Oh, boy, that change cascaded. The following scene, she is more scared and hurting and that was almost a total re-write as a result. And then the scene after that she's still feeling it. And I still have to revise the second dojo scene (that one, at least, was on my notes.) Then the big ones...Guns and Monet, and pretty much the entire Shirakawa-go sequence. And the epilogue. And tweak the love scene.
And then another full grammar check and proofing pass. And then re-format and re-upload. So a couple of weeks yet. I hope I still remember what was happening in Paris when I get back to Sometimes a Fox.
***
I thought I knew what I was going to work on next but the Venus idea still won't leave.
I've accepted it is going to have to be a bit rubber science. In my mind, it doesn't matter whether you openly flaunt known science, or you hand-wave around it with Clarke's Law; "A techno-wizard did it." I do sort of feel the second is too open to abuse. Once you've added mad wizards, err, nanotechnology to the setting, you can have it do anything.
The current world-building question I am dealing with is how this is steampunk. Not so much that I care if it meets some kind of genre box. No, the point is that steampunk sort of implies a world in flux. And I want a world in flux.
Sure, you could have lots and lots of exciting battles but still keep a sort of status quo. I'm thinking particularly Europe during the Napoleonic era, but that's probably because I've been at long last learning a little about that. But there's something less satisfying in knowing that no matter how exciting it is, at the end of it all that has changed are the faces on the money.
What is exciting is when new ideas are in the mix.

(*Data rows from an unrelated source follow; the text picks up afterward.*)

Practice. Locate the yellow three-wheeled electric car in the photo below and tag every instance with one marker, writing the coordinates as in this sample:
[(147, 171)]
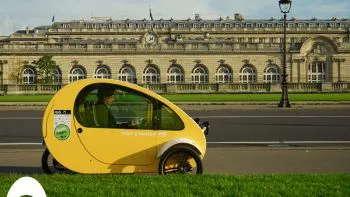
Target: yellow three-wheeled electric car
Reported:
[(109, 126)]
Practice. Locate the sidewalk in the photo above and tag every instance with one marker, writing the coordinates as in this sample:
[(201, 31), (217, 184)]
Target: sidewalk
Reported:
[(204, 105)]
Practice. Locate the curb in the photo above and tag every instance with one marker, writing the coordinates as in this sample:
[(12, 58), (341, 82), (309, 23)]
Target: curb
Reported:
[(272, 103)]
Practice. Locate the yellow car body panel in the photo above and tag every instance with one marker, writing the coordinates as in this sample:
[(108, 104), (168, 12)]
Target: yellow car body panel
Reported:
[(112, 150)]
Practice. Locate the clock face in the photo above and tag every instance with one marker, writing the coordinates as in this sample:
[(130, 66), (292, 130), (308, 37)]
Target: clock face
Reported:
[(150, 38)]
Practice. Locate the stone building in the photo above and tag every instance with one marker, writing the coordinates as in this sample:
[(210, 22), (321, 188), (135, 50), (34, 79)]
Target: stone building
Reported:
[(168, 51)]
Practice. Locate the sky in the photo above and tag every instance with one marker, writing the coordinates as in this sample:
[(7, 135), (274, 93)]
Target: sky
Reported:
[(19, 14)]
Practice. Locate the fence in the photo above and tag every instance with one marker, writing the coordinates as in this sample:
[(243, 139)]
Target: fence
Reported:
[(195, 88)]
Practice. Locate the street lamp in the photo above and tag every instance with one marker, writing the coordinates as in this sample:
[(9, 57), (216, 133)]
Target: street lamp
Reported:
[(284, 7), (2, 62)]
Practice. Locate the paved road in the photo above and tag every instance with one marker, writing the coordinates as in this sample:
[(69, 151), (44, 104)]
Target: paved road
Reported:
[(227, 125), (223, 160)]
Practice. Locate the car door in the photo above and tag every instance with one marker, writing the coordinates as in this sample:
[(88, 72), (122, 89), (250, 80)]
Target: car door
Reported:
[(129, 138)]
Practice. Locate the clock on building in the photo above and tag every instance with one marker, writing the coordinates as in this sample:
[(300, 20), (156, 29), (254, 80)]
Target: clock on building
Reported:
[(150, 38)]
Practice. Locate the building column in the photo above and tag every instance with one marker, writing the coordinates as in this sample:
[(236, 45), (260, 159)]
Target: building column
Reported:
[(297, 78), (337, 69), (2, 62)]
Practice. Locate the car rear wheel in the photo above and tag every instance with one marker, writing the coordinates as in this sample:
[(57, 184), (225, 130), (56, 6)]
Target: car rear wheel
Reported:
[(180, 161), (50, 165)]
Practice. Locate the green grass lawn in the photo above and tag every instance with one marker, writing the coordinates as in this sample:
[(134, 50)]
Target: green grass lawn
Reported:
[(206, 97), (205, 185)]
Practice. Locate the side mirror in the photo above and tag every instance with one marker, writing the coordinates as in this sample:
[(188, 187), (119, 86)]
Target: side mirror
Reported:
[(206, 125)]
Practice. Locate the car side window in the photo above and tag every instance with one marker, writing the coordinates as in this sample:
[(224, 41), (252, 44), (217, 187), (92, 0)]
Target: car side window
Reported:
[(169, 120), (113, 106)]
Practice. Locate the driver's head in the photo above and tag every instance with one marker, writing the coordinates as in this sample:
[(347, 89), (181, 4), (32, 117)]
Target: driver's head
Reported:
[(105, 94)]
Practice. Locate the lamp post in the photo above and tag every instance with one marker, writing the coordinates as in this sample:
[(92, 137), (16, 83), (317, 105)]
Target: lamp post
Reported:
[(284, 7), (2, 62)]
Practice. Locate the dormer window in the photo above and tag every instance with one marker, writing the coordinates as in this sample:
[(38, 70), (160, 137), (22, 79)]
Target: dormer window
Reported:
[(66, 26), (181, 26)]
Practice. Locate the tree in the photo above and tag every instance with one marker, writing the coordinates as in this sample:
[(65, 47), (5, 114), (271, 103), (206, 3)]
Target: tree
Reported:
[(45, 67), (16, 73)]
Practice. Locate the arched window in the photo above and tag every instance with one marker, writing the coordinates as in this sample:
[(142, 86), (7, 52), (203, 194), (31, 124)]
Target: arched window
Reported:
[(271, 75), (77, 73), (102, 72), (151, 75), (223, 75), (127, 74), (175, 75), (57, 76), (247, 75), (28, 76), (199, 75), (317, 72)]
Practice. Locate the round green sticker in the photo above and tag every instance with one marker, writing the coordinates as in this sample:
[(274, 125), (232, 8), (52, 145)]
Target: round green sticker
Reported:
[(62, 132)]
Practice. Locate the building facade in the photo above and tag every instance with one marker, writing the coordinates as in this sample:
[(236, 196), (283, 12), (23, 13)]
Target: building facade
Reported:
[(192, 51)]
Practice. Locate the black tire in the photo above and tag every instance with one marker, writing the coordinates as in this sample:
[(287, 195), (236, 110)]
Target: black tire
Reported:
[(50, 165), (179, 158)]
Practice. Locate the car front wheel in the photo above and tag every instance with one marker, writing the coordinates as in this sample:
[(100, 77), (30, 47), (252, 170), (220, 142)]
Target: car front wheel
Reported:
[(180, 161)]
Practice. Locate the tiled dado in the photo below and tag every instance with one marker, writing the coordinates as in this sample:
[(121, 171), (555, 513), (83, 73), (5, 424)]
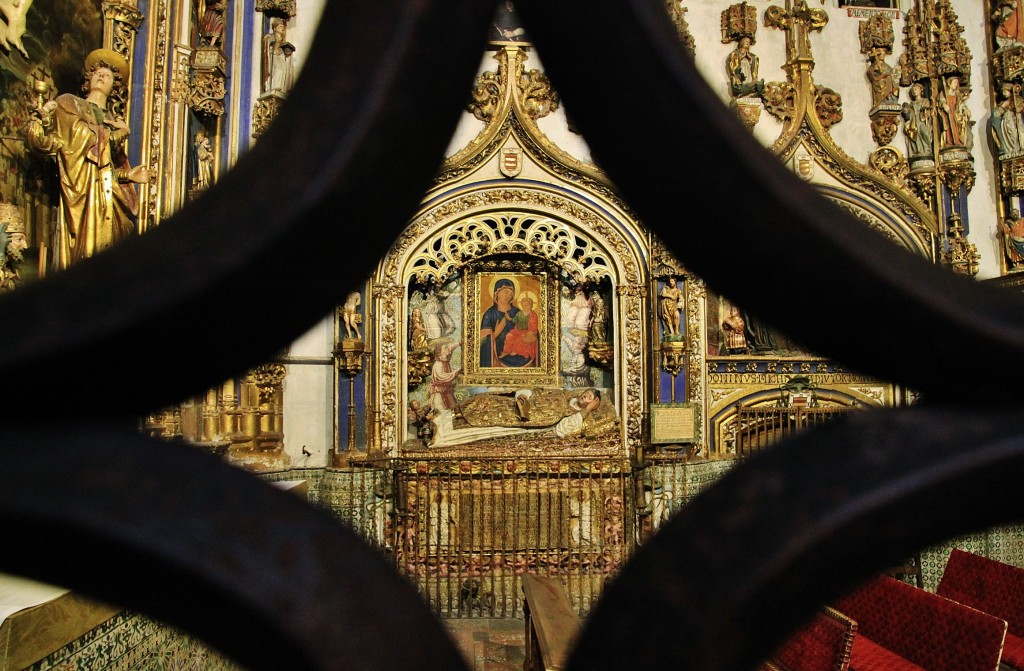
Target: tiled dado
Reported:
[(129, 641)]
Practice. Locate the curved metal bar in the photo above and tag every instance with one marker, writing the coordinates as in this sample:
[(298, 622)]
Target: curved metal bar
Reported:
[(753, 557), (299, 221), (682, 160), (168, 530)]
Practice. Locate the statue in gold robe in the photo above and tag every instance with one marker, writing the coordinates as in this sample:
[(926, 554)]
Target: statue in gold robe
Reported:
[(97, 193)]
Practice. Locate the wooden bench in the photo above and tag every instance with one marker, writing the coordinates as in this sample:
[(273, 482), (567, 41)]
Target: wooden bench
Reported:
[(552, 624), (993, 587), (901, 627)]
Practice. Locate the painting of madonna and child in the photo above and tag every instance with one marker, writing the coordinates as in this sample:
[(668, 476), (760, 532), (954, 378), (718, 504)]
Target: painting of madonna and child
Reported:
[(505, 366), (733, 331)]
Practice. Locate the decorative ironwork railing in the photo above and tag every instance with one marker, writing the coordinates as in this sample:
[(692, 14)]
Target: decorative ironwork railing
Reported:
[(88, 503), (467, 536), (761, 426)]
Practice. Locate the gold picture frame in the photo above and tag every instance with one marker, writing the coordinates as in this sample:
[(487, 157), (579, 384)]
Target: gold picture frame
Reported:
[(525, 353)]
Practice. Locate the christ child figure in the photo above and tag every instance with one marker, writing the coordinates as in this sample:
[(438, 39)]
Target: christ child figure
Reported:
[(523, 339)]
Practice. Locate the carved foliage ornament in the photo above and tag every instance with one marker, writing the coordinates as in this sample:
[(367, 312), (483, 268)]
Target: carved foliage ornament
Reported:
[(283, 8), (827, 106), (877, 33), (264, 112), (267, 379), (207, 95), (890, 162), (537, 96), (780, 99), (510, 233), (737, 22), (677, 12), (485, 98)]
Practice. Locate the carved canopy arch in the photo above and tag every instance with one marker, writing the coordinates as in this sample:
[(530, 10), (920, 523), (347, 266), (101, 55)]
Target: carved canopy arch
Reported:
[(577, 233), (878, 218), (588, 244)]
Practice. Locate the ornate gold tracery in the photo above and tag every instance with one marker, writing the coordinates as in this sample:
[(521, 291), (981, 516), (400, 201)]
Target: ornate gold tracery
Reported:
[(523, 233)]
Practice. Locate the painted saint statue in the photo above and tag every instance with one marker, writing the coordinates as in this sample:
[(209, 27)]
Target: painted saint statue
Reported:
[(97, 185)]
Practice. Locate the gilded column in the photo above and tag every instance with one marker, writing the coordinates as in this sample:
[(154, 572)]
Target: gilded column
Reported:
[(121, 22)]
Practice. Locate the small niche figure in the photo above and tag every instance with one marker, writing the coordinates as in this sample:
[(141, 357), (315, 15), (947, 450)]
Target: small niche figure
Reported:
[(204, 159), (918, 123), (670, 304), (350, 316), (734, 328), (882, 78), (278, 52), (598, 319), (742, 70), (1013, 239), (418, 331), (12, 243)]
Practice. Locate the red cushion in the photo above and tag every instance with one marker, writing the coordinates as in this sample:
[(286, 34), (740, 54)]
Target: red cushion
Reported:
[(1013, 652), (868, 656), (824, 643), (987, 585), (927, 629)]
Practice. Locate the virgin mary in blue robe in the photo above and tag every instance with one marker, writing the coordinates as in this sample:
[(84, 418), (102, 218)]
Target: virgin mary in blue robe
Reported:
[(496, 324)]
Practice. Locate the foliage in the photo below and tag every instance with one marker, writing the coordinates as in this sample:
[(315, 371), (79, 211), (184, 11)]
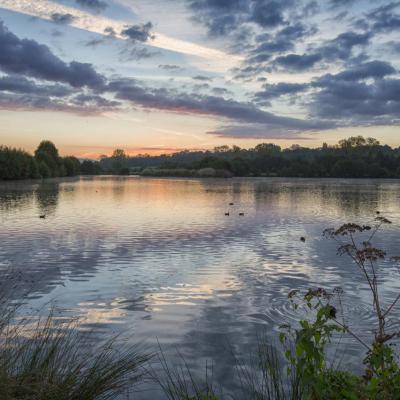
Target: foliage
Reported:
[(306, 373), (46, 163), (17, 164), (53, 360), (355, 157)]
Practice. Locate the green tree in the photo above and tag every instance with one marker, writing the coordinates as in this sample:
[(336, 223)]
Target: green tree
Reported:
[(72, 166), (47, 153)]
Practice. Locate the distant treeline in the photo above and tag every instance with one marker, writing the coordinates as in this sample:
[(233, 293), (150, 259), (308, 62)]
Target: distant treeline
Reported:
[(355, 157), (45, 163)]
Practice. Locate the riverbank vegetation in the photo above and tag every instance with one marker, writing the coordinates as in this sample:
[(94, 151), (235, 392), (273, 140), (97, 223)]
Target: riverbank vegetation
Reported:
[(45, 163), (355, 157), (304, 371), (51, 360)]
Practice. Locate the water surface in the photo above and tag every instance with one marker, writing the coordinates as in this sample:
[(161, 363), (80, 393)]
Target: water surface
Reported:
[(158, 259)]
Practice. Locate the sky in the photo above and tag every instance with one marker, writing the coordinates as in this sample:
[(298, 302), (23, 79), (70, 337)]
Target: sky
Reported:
[(159, 76)]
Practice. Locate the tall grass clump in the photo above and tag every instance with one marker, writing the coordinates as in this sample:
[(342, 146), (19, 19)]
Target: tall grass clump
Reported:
[(53, 360), (301, 370)]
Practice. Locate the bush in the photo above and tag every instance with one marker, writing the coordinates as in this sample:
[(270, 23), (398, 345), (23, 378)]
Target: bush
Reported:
[(50, 360)]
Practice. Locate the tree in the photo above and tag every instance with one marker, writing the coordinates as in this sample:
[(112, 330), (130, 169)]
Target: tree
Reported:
[(72, 166), (47, 153), (267, 148)]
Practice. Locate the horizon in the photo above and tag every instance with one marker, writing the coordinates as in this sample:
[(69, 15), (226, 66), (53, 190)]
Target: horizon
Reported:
[(92, 76)]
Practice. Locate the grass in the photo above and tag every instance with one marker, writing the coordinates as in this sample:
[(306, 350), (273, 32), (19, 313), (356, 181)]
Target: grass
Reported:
[(52, 360)]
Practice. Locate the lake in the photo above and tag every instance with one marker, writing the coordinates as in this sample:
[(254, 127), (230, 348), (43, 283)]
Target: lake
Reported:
[(159, 261)]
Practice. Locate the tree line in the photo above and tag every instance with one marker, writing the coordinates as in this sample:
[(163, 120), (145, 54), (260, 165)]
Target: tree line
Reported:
[(355, 157), (45, 163)]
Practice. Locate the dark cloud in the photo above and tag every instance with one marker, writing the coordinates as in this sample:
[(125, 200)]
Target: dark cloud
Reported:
[(96, 5), (372, 69), (342, 46), (138, 33), (110, 31), (85, 100), (170, 67), (341, 3), (94, 42), (167, 100), (382, 19), (269, 13), (25, 56), (297, 62), (222, 17), (282, 41), (63, 19), (276, 90), (202, 78), (255, 131), (351, 98), (129, 53), (221, 91), (34, 102), (19, 84)]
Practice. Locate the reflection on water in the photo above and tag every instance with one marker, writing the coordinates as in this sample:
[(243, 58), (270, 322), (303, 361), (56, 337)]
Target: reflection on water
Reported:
[(159, 260)]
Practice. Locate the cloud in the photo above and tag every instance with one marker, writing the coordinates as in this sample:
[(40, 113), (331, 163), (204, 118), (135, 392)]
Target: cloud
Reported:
[(342, 46), (276, 90), (34, 102), (19, 84), (25, 56), (129, 53), (85, 100), (170, 67), (297, 62), (202, 78), (373, 69), (96, 5), (138, 33), (223, 17), (269, 13), (351, 98), (256, 131), (383, 19), (64, 19), (191, 103)]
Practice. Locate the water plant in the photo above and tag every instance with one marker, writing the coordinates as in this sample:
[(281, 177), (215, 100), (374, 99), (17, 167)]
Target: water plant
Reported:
[(53, 360)]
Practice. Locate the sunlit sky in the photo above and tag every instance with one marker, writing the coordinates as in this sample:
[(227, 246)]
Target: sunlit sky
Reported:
[(158, 76)]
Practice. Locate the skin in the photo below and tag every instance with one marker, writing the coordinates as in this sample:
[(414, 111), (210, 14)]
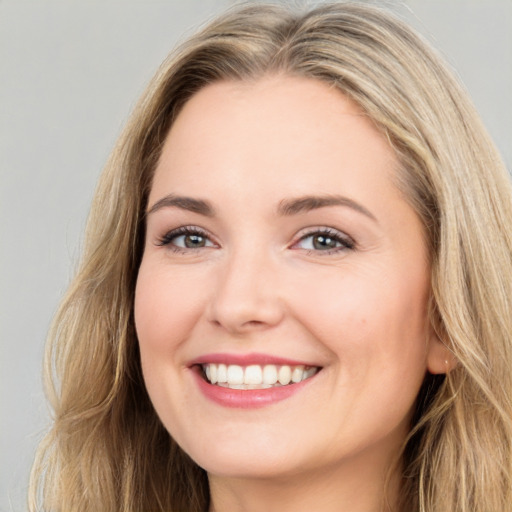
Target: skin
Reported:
[(258, 284)]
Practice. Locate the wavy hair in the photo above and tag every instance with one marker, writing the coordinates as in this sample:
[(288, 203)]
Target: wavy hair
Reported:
[(107, 450)]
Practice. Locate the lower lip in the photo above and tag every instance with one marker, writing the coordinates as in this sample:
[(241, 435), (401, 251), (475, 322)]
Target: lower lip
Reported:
[(247, 398)]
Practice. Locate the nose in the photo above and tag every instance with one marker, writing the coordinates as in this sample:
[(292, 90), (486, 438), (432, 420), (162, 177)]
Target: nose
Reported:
[(246, 296)]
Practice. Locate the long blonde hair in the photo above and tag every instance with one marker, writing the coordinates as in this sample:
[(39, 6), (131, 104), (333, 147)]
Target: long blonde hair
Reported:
[(107, 450)]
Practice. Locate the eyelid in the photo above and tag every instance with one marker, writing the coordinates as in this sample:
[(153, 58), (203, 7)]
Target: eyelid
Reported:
[(166, 239), (346, 241)]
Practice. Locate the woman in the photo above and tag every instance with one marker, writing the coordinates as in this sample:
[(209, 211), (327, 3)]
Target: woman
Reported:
[(295, 287)]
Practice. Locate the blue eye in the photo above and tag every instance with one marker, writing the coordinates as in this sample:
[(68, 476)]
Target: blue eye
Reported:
[(187, 238), (325, 240)]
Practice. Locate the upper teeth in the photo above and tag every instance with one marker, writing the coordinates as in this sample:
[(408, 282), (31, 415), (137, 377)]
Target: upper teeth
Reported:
[(255, 376)]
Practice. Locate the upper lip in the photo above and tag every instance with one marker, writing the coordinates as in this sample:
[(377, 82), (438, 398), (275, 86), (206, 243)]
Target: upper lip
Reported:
[(247, 359)]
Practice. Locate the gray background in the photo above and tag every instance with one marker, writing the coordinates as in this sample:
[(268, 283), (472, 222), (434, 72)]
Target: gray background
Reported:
[(70, 72)]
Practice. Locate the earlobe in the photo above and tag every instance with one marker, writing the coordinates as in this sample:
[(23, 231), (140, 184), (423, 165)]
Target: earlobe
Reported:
[(439, 357)]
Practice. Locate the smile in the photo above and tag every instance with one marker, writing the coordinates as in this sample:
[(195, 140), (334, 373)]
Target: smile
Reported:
[(256, 376)]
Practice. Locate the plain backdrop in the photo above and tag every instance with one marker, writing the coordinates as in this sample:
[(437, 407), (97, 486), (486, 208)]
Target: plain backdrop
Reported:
[(70, 72)]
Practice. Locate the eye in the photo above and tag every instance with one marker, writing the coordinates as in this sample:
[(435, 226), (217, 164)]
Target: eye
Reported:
[(325, 240), (187, 237)]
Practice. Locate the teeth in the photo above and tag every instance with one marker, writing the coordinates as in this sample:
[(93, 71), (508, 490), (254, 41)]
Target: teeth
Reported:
[(270, 374), (255, 376)]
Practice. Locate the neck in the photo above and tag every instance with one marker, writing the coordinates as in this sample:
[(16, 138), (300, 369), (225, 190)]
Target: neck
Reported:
[(337, 490)]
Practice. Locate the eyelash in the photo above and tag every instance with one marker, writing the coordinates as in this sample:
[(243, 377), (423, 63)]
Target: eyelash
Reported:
[(344, 241), (167, 239)]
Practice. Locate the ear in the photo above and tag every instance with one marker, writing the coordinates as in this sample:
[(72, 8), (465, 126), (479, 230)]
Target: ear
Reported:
[(439, 357)]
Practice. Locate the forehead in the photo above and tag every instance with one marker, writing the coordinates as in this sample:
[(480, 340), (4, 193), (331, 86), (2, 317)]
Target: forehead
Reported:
[(292, 131)]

When a war happens that changes the status quo for good. A French Revolution. Or a revolution in technology. Or (that old anime standby) some new power that one side is employing to completely change the world (rarely for the better).
I think I want a world that has that. Forces out of balance. Even if it is just a political entity that has reached critical mass and has influence that hasn't been seen on the world stage for hundreds of years. That's a thing I've thought about, too; books that have an unusual setting fall into two broad categories; ones in which it is background, and ones in which it is plot. That is; the difference between "Welcome to this strange place, now have adventures" and "Welcome to this strange place which is itself under threat."
(And that bit about empires opened up a whole side discussion about the map. You wouldn't have to stretch the real Venus too far to have bands of fast-moving air near the equator. Really, really fast. As in civilizations of each hemisphere hardly ever have contact with each other. And that spills into ideas of character; say, a reader viewpoint character who is new to this entire hemisphere...)
Another thing I'm puzzling over is tech. Really, it comes down to floating. How do things not fall? Is it gasbags? Propellers? That's one kind of look. Or what about floating wood? Or some other thing that flies or floats? Magic rocks, lost technology...?
I think the setting needs animal life, because it is hard to imagine the food chain without it, and there is so much plot and atmosphere even if all they are doing is sniping at birds for an added delicacy for the table. But that gives rise to the temptation to go biotech to solve all sorts of tech problems, and that's a very different look, and I rather like propellers better.
(It is rather tempting to come up with some natural basis for the cities, because then your ships can be basically airships and aeroplanes or otherwise constructs, dependent on their technology to stay in the air, but the cities can be stable and long-established. But I haven't been able to come up with anything that doesn't sort of lessen the miracle of floating cities. If there are random floating islands in the sky, then there could be millions of them just ripe for colonization and this whole "here we are suspended in the air, barely surviving" thing kind of goes away.)
And that opens up another discussion. Because if the convenient life is part of the original human terraforming, then this is basically Lost Technology. Except not just one quest item; built into the hull of every floating city. Which suggests there's a whole bunch of stuff spread all over. (Also pretty much requires that it either be 1) extremely long-lasting aka very Clarkian, or just barely in advance of what they can build now -- hence maintainable -- but that also implies potentially building more of it.)
Plus that leads to thoughts about the whole analogy. Air is an ocean thing. Is falling off the deck of a ship always certain death, or is there some sort of personal flotation? How have people adapted psychologically? Are they still afraid of falling or have they largely accepted this as a familiar danger? Ah, but maybe this is different between different societies. Like the tech they use. Like recycling -- a floating city that is living off hanging plants and passing birds probably wants to recycle as much organic matter as possible.
(Or is it a status act to burn or otherwise not give one's body back to the city? Or are there scavengers in the deep atmosphere and organic matter does eventually get recycled anyhow? So many options!)
And add to this mix that falling is absolutely Checkov's Gun; it is going to happen to one of the major characters. And be survived.
The one thing that seems clear is that I don't need to stick to one paradigm. For every way a culture and technology comes together, whether Sentinalese bow-hunters on an organic Sargasso of the air, or Brotherhood of Steel-like hoarders of old technology in their massive steel ships, I can come up with good excuses why they can be both in the same setting. And intersecting, which is the really fun part.